Parmi les plus réticents, les représentants mêmes du football français. Et le président de l’ANS de reprendre : « On récent clairement une réticence de la part de Ligue de Football Professionnel ainsi que de la Fédération française de Football sur l’implication des supporters au sein des différentes discussions qu’il peut y avoir. À un moment, on nous reprochait de pas être déclaré en tant qu’association et donc de ne pas être un interlocuteur officiel. Aujourd’hui on nous reproche de ne pas être représentatifs. Nous avons beau faire des efforts afin de faire avancer les choses, de l’autre côté ça n’évolue pas dans le bon sens pour le moment. » Autrement dit qu’il est compliqué d’avancer sur plusieurs dossiers qui auraient besoin d’un sacré tour de table.

De grands chantiers à venir

Et les revendications sont nombreuses : « Les revendications sont larges, nous souhaitons améliorer les conditions pour les supporters dans les stades. Aujourd’hui, pour un oui ou pour non, on nous pond des interdictions plus absurdes les unes que les autres. Les instances ne cherchent même plus de solutions, ils interdissent systématiquement. Nous souhaitons apporter des solutions afin d’éviter ce genre de mesures liberticides et des dispositifs ultra-sécuritaires qui peuvent être contre-productifs. Nous luttons contre les Interdictions Administratives de Stades. Certaines personnes sont interdites de stade sans avoir au préalable un jugement, c’est du délit de faciès et ces pratiques sont intolérables. Ensuite, nous nous battons contre les prix exorbitants dans certains parcages, contre les programmations de certains matches en semaine, pour trouver un cadre légal pour les fumigènes. Nous luttons pour que le foot reste un sport populaire », explique-t-il.

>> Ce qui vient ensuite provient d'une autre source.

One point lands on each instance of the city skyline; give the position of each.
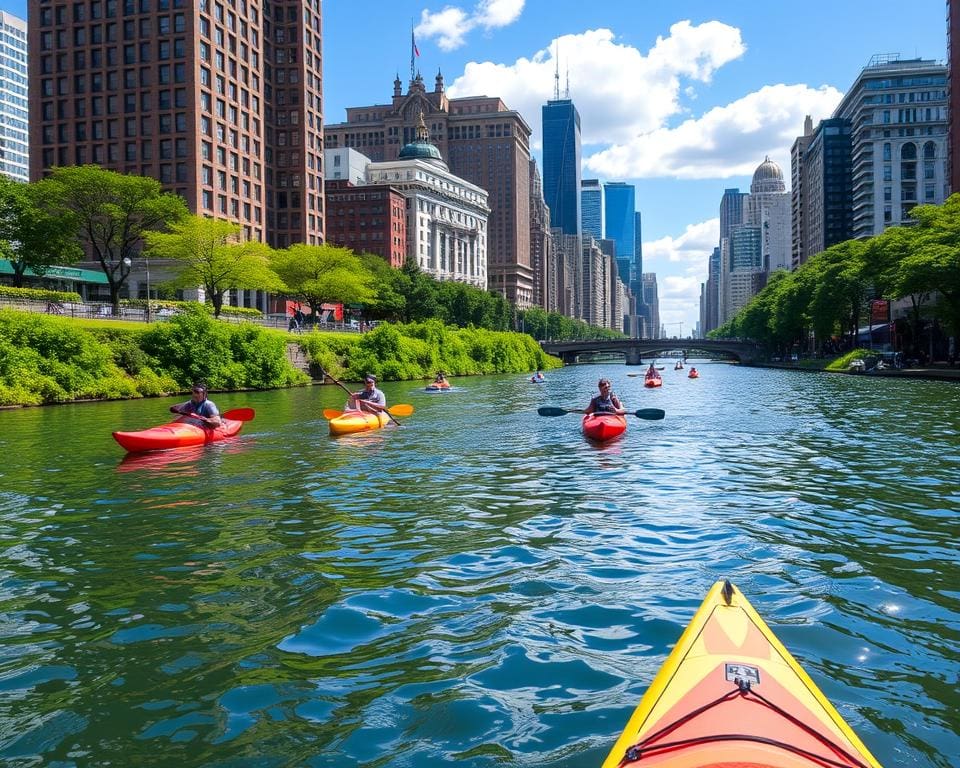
(708, 91)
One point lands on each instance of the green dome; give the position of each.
(420, 150)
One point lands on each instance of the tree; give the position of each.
(31, 237)
(112, 212)
(317, 274)
(934, 261)
(212, 254)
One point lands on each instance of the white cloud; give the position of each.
(686, 257)
(726, 141)
(619, 91)
(451, 25)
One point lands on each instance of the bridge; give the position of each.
(635, 349)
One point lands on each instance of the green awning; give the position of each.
(60, 273)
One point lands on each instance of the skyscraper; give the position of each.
(591, 208)
(482, 141)
(620, 222)
(898, 114)
(561, 164)
(183, 93)
(14, 137)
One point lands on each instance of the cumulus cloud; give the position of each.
(726, 141)
(451, 25)
(679, 291)
(619, 91)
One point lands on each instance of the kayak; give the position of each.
(176, 435)
(603, 426)
(357, 421)
(730, 694)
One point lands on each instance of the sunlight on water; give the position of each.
(480, 585)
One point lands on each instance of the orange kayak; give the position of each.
(603, 426)
(730, 695)
(357, 421)
(176, 435)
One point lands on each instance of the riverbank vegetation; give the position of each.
(833, 293)
(51, 359)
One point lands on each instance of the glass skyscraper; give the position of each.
(591, 209)
(14, 137)
(561, 164)
(619, 222)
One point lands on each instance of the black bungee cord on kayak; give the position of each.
(647, 748)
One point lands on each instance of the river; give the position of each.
(479, 585)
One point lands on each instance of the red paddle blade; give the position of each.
(240, 414)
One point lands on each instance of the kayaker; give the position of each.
(369, 398)
(606, 401)
(198, 406)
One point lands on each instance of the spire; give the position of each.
(556, 73)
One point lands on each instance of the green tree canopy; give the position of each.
(317, 274)
(112, 212)
(212, 254)
(31, 236)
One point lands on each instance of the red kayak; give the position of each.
(603, 426)
(176, 434)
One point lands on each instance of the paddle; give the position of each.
(650, 414)
(359, 402)
(401, 409)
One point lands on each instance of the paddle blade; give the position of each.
(650, 414)
(240, 414)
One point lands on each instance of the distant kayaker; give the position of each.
(198, 406)
(369, 398)
(606, 401)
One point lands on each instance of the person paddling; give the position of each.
(198, 410)
(606, 401)
(369, 398)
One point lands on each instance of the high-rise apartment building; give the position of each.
(541, 244)
(483, 142)
(828, 190)
(898, 115)
(768, 207)
(219, 101)
(591, 208)
(797, 152)
(561, 164)
(14, 105)
(953, 95)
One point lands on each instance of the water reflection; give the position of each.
(481, 585)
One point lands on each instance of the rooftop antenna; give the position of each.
(556, 72)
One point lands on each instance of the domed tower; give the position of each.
(421, 148)
(767, 178)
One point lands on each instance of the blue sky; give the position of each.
(682, 99)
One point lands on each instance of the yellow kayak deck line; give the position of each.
(730, 695)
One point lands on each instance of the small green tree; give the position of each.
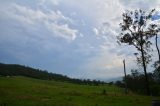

Dans ce contexte ou tout renfort est le bienvenu, l’initiative de 22 parlementaires portant une proposition de loi pour une meilleure représentation des supporters est plutôt bien accueillie, même si l’ANS sait qu’elle devra avant tout compter sur elle-même, et la bonne volonté de ses interlocuteurs : « Les supporters ont essayé mais malheureusement on ne souhaite pas nous écouter. A l’époque du collectif SOS Ligue 2, [...] nous avons évoqué le sujet de la gestion des supporters, Monsieur Thiriez devait prévoir des réunions régulièrement, aujourd’hui on attend encore et pourtant il nous avait dit « que la porte était grande ouverte ». Il doit encore chercher la poignée… », regrette Pierre, amer, qui ne se décourage pas pour autant. « Nous sommes la vitrine du foot français. Que la France prenne exemple sur certains pays voisins, ou la discussion permet l’évolution, et non tous miser sur la répression ! Que les instances comprennent que les supporters ne sont pas un problème, ils sont un atout pour le foot français. Ce sont des acteurs du foot français, qu’ils les écoutent ! » Reste à savoir si cet énième appel sera entendu.